You’ve spent many years reading a text which you were told represents the right way to think about this person, and if you’ve had as long as I had, you were able to internalize its vocabulary and its thought forms until they became second nature to you. In short, you do experience this person as if he were a real person, and it won’t do you any good for me to stand here and tell you he does not exist. That’s simply incorrect. He exists because you make him exist.
In the movie A Beautiful Mind [**Spoiler alert!**], the protagonist spends decades relating to three people who he later discovers are figments of his own imagination. But he experienced them as if they were real. No amount of argumentation or explanation could help him see that these three people only existed in his imagination.
And do you know why argumentation didn’t help? It’s because when you yourself are doing the work of creating a person in your own mind, nobody else but you can change your mind. Nobody.
And it doesn’t do any good for someone else to argue that the person you’re experiencing doesn’t exist because to you, he does exist. He exists because you make him exist. In the end, the protagonist of the movie had to finally come to a realization himself that the three people he had grown to love and need were not aging in any perceivable way.
One day it finally occurred to him that something didn’t add up about that. Real people age. These people didn’t. That finally did it for him. Nobody else but him could make him come to that realization. It had to be him.
That is why I don’t focus a great deal of my time addressing theism directly, especially among those with a fair amount of emotional investment in the idea. I don’t see much point in trying to convince those people that gods don’t exist (even though I find it hard to resist trying it every once-in-a-while) because for those people, they do exist. If I am right, and if those deities are creations of their own minds, then no amount of argumentation will dissuade them.
In fact, religious faith is often framed in such a way that its adherents are taught to believe things even when empirical observation seems to suggest the opposite of what they believe. Biblical faith in particular is praised in proportion to how much empirical evidence it overlooks (see Noah, Abraham, Gideon, Elijah, etc).

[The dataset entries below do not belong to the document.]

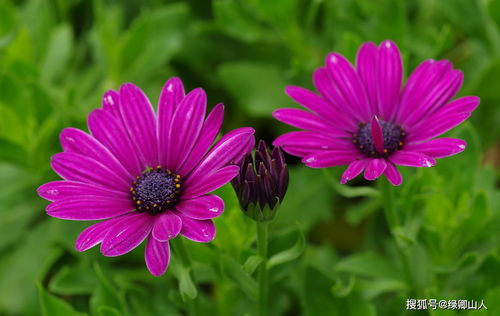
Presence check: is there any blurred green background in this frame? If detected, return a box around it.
[0,0,500,316]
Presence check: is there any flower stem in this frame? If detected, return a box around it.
[256,222,269,316]
[379,179,414,289]
[170,236,198,315]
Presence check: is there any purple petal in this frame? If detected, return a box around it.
[404,70,463,126]
[158,77,185,166]
[151,211,182,242]
[176,103,224,175]
[285,86,357,130]
[185,127,255,187]
[302,149,362,168]
[120,83,158,167]
[164,88,207,170]
[37,180,129,201]
[47,195,134,221]
[326,53,371,122]
[175,195,224,219]
[88,109,145,175]
[389,150,436,167]
[365,158,387,180]
[182,165,240,199]
[370,116,384,154]
[144,236,170,277]
[405,137,467,158]
[59,128,134,181]
[395,60,453,124]
[51,152,130,191]
[273,131,354,157]
[101,212,154,257]
[406,113,471,143]
[313,67,362,129]
[384,162,403,185]
[356,42,378,115]
[340,159,369,184]
[375,41,403,121]
[181,216,215,242]
[102,90,120,118]
[273,108,348,137]
[75,214,128,251]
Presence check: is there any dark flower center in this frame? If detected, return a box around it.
[352,120,406,158]
[130,166,182,215]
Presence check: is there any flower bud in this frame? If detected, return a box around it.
[231,140,288,222]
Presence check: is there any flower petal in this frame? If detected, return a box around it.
[101,212,154,257]
[75,214,129,251]
[164,88,207,170]
[285,84,357,130]
[47,195,134,221]
[365,158,387,180]
[302,150,362,168]
[175,195,224,219]
[182,165,240,199]
[326,53,371,122]
[144,236,170,277]
[384,162,403,185]
[59,128,134,181]
[340,159,370,184]
[177,103,224,175]
[102,90,121,119]
[88,109,145,175]
[158,77,185,166]
[120,83,158,167]
[51,152,130,191]
[181,216,215,242]
[405,137,467,158]
[151,211,182,242]
[185,127,255,188]
[356,42,378,115]
[272,108,348,137]
[37,180,129,201]
[406,113,471,143]
[375,41,403,121]
[389,150,436,167]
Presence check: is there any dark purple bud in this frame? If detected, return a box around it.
[231,140,288,221]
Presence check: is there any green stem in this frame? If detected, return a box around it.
[379,179,414,289]
[256,222,269,316]
[170,236,198,315]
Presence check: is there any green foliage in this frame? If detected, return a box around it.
[0,0,500,316]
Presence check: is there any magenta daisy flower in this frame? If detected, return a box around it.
[38,78,255,276]
[273,41,479,185]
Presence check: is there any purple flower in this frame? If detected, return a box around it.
[273,41,479,185]
[38,78,255,276]
[231,140,288,222]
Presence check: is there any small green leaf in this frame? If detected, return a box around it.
[243,256,262,274]
[267,225,306,269]
[221,254,257,300]
[37,284,86,316]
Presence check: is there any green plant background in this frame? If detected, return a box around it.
[0,0,500,316]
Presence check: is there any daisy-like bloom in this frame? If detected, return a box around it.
[273,41,479,185]
[38,78,255,276]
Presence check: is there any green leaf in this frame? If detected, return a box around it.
[243,256,263,275]
[49,265,99,295]
[37,284,87,316]
[221,254,257,300]
[267,225,306,269]
[90,263,125,315]
[41,24,73,81]
[169,259,198,302]
[218,62,292,117]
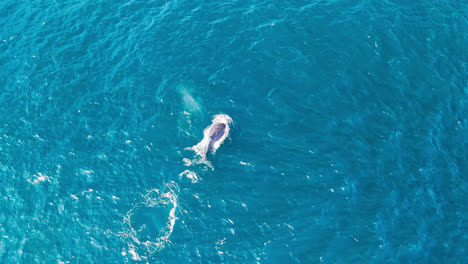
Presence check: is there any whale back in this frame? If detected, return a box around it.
[210,123,226,141]
[205,123,226,153]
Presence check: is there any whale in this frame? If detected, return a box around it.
[192,114,232,160]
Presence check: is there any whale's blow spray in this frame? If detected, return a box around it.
[192,114,232,159]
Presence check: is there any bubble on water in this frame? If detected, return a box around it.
[121,182,178,260]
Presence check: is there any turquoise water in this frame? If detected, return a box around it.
[0,0,468,263]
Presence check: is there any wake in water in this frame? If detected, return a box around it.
[191,114,232,161]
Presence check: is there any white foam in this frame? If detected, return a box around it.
[28,172,49,184]
[191,114,232,158]
[121,183,177,255]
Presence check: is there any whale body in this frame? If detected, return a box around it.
[192,114,232,159]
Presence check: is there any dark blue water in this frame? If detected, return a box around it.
[0,0,468,263]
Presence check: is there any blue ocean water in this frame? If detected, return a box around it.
[0,0,468,263]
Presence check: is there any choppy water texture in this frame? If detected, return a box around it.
[0,0,468,263]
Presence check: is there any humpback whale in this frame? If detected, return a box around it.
[192,114,232,159]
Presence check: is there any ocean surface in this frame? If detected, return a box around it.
[0,0,468,264]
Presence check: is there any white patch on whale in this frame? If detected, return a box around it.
[191,114,232,159]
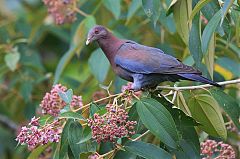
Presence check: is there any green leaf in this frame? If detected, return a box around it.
[189,0,212,21]
[188,94,227,139]
[210,89,240,130]
[58,89,73,104]
[27,143,50,159]
[124,141,172,159]
[88,49,110,83]
[54,16,96,84]
[77,126,92,144]
[125,0,142,25]
[189,11,203,69]
[59,120,73,158]
[59,111,86,121]
[142,0,161,26]
[204,34,215,79]
[173,0,192,45]
[136,98,179,148]
[103,0,121,19]
[4,51,20,71]
[202,10,221,54]
[220,0,234,26]
[68,122,96,159]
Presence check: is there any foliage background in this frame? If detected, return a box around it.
[0,0,240,158]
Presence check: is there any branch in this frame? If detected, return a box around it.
[157,78,240,91]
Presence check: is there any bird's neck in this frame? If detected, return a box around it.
[98,33,124,66]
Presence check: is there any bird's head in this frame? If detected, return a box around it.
[86,25,108,45]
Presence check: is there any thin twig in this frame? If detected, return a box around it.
[157,78,240,91]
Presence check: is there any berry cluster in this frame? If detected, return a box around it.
[16,117,62,150]
[88,104,137,143]
[201,140,236,159]
[40,84,83,116]
[43,0,76,24]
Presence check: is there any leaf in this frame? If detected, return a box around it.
[220,0,234,26]
[124,141,172,159]
[188,94,227,139]
[202,10,221,54]
[136,98,179,148]
[189,11,203,69]
[27,143,50,159]
[59,111,86,121]
[189,0,212,21]
[77,126,92,144]
[103,0,121,19]
[4,51,20,71]
[142,0,161,27]
[68,122,96,159]
[204,34,215,79]
[210,89,240,130]
[58,89,73,104]
[88,49,110,83]
[54,16,96,84]
[125,0,142,25]
[59,120,73,158]
[173,0,192,45]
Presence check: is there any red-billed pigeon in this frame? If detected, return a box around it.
[86,25,220,91]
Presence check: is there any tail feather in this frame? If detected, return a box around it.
[178,74,221,87]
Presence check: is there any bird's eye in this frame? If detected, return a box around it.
[94,30,99,34]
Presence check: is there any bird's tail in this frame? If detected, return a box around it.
[178,74,221,87]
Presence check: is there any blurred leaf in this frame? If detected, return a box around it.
[4,50,20,71]
[58,89,73,104]
[124,141,172,159]
[136,98,179,149]
[142,0,160,26]
[28,143,50,159]
[173,0,192,45]
[210,89,240,130]
[189,11,203,69]
[202,10,221,54]
[88,49,110,83]
[189,0,212,21]
[188,94,227,139]
[125,0,142,25]
[54,16,95,84]
[77,126,92,144]
[220,0,234,26]
[204,34,215,79]
[216,57,240,77]
[103,0,121,19]
[59,111,85,120]
[68,122,96,159]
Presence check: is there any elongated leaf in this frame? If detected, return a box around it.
[210,89,240,130]
[220,0,234,26]
[173,0,192,45]
[4,51,20,71]
[103,0,121,19]
[59,111,86,120]
[54,16,96,84]
[124,141,172,159]
[58,89,73,104]
[188,94,227,139]
[142,0,161,26]
[126,0,142,25]
[202,10,221,54]
[204,34,215,79]
[88,49,110,83]
[189,0,212,21]
[136,98,179,148]
[189,11,203,69]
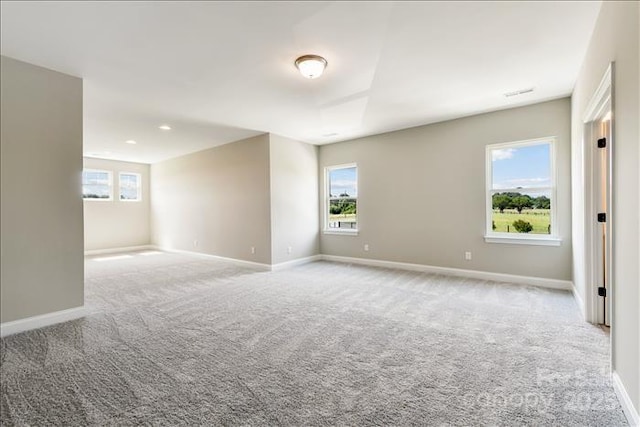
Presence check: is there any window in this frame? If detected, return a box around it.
[325,164,358,234]
[485,138,560,245]
[119,172,142,202]
[82,169,113,200]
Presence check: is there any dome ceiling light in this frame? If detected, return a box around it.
[295,55,327,79]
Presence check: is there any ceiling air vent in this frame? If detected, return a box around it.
[504,87,533,98]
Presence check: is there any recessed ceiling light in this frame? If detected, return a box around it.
[294,55,327,79]
[504,87,533,98]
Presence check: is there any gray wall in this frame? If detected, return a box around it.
[269,134,320,264]
[572,2,640,411]
[151,135,271,264]
[0,56,84,322]
[84,157,151,251]
[319,98,571,280]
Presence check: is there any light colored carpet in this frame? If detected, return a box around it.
[0,254,626,426]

So for many people a direct address of theism is frankly a waste of time. I’m not saying it has no place. I’m just saying it would help to learn to recognize the level of emotional investment involved for the person you’re addressing.
The mind is a powerful thing. It’s powerful because it’s the means by which we perceive and process everything else. So as long as we believe that we’re supposed to see something (even if it’s not really there) we will see it.
That’s why I love science. The scientific method teaches you to think about things differently, to question what you believe. If something cannot be verified through some reliable means outside your own head, it is immediately suspect. We are ingenious at fooling ourselves, so we need science to cut through all the figments of our own imaginations (even our collective imagination).
But you should realize along the way that when you’re fighting a creation of someone else’s mind, you’re gonna lose. Only they can take on that task for themselves. And it takes time. So be patient. For them, God does exist.